The Register: IBM has finally brought the Great Rebellion [OS/2] to a close.
The Register was the only online obituary that mentioned eComStation, a third-party OS/2 derivative that everyone forgets about. Interestingly, the product literature never mentions OS/2 by name, only bragging about its technology licensed from IBM.

The Reg also talked about OS/2 version 3 being positioned as a gamer’s OS. Maybe that’s ironic, coming from the suits at IBM, and that wasn’t how I saw it–I switched from Windows 3.1 to OS/2 because, coming from an Amiga, I was used to being able to multitask freely without a lot of crashes. Windows 3.1 crashed pretty much every day if I tried to do that. OS/2 knocked that number down to about once a year, and usually those lockups happened when I was running Windows apps.

Even though I never really thought of it that way, OS/2 was great for games. Since it used virtual DOS machines, each environment had its own memory management, so you could fine-tune it and avoid shuffling around boot disks or struggling to master the DOS 6.0 boot menus. Pretty much no matter what you did, you got 600K or more of conventional memory to work with, and with some fine-tuning, you could bring that total much higher than you could usually attain with DOS. Since 600K was almost always adequate, most games just ran, no sweat.

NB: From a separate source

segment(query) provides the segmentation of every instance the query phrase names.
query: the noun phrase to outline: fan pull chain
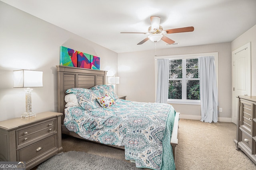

The other thing I remember is the speed at which DOS games ran. Generally, running it under OS/2 gained you a speed grade. A game running under OS/2 on a DX2/50 felt like a DX2/66 running under DOS would feel. An OS/2 wizard could usually squeeze yet more performance out of the game with some tweaking.

I have fond memories of playing Railroad Tycoon, Civilization, and Tony LaRussa Baseball 2 on my Compaq 486 running OS/2 v3.

And there was another really nice thing about OS/2. When I bought a shiny new Pentium-75 motherboard and CPU and a new case, I pulled the hard drive out of the Compaq and dropped it into the Pentium. It just worked. All I had to do was load drivers for my new video card, since it used a different chipset than my 486.

And the cult of OS/2 won’t go away just yet. The talk over at has me almost ready to install OS/2 again.